Professional ratings
Review scores
| Source | Rating |
| The Encyclopedia of Popular Music | Star |

==Track listing==
===Standard edition===

| No. | Title | Writer(s) | Length |
|---|---|---|---|
| 1. | "9 to 5" |  | 2:44 |
| 2. | "But You Know I Love You" | Mike Settle | 3:17 |
| 3. | "Heartbreak Express" |  | 3:13 |
| 4. | "Old Flames Can't Hold a Candle to You" | Hugh Moffatt, Pebe Sebert, Rosemary Sebert | 3:22 |
| 5. | "Applejack" |  | 3:20 |
| 6. | "Me and Little Andy" |  | 2:40 |
| 7. | "Here You Come Again" | Barry Mann, Cynthia Weil | 2:57 |
| 8. | "Hard Candy Christmas" | Carol Hill | 3:50 |
| 9. | "Two Doors Down" |  | 3:02 |
| 10. | "It's All Wrong, But It's All Right" |  | 3:19 |
| 11. | "Do I Ever Cross Your Mind" |  | 4:02 |
| 12. | "I Will Always Love You" |  | 3:02 |
| Total length: |  |  | 38:48 |

===1989 reissue===

Notes
- This album includes the 1982 Best Little Whorehouse in Texas version of "I Will Always Love You".
- The 1983 reissue used the standard tracklist but substituted "Islands in the Stream" for "Hard Candy Christmas"

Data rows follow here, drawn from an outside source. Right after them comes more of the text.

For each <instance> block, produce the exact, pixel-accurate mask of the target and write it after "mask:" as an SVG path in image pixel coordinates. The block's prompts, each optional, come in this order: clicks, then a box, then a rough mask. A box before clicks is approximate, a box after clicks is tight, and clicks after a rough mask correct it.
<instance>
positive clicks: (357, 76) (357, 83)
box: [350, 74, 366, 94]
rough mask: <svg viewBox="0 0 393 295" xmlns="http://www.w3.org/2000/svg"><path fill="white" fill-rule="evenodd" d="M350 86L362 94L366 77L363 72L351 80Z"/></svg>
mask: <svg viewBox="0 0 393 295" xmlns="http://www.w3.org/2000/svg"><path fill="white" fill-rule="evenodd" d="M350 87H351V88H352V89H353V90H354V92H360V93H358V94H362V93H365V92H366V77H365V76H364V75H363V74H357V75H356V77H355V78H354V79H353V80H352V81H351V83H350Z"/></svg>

| No. | Title | Writer(s) | Length |
|---|---|---|---|
| 1. | "9 to 5" |  | 2:44 |
| 2. | "But You Know I Love You" | Mike Settle | 3:17 |
| 3. | "Here You Come Again" | Barry Mann, Cynthia Weil | 2:57 |
| 4. | "Two Doors Down" |  | 3:02 |
| 5. | "It's All Wrong, But It's All Right" |  | 3:19 |
| 6. | "Islands in the Stream" (with Kenny Rogers) | Barry Gibb, Maurice Gibb, Robin Gibb | 4:08 |
| 7. | "Old Flames Can't Hold a Candle to You" | Hugh Moffatt, Pebe Sebert, Rosemary Sebert | 3:22 |
| 8. | "Do I Ever Cross Your Mind" |  | 4:02 |
| 9. | "I Will Always Love You" |  | 3:02 |
| Total length: |  |  | 29:53 |

==Charts==

===Weekly charts===

| Chart (1982–1985) | Peak position |
|---|---|
| Canadian Albums (RPM) | 58 |
| Dutch Albums (Album Top 100) | 17 |
| UK Albums (Official Charts) | 74 |
| US Billboard 200 | 77 |
| US Top Country Albums (Billboard) | 7 |
| US Cashbox Country Albums | 5 |
| US Cash Box Top Albums | 74 |

| Chart (2026) | Peak position |
|---|---|
| Croatian International Albums (HDU) | 26 |

===Year-end charts===

| Chart (1983) | Position |
|---|---|
| Dutch Albums (Album Top 100) | 96 |

== Certifications ==

| Region | Certification | Certified units/sales |
| Australia (ARIA) | Gold | 35,000^{‡} |
| Canada (Music Canada) | Gold | 50,000^{^} |
| United Kingdom (BPI) | Gold | 100,000^{‡} |
| United States (RIAA) | Platinum | 1,000,000^{^} |
^{^} Shipments figures based on certification alone. ^{‡} Sales+streaming figures based on certification alone.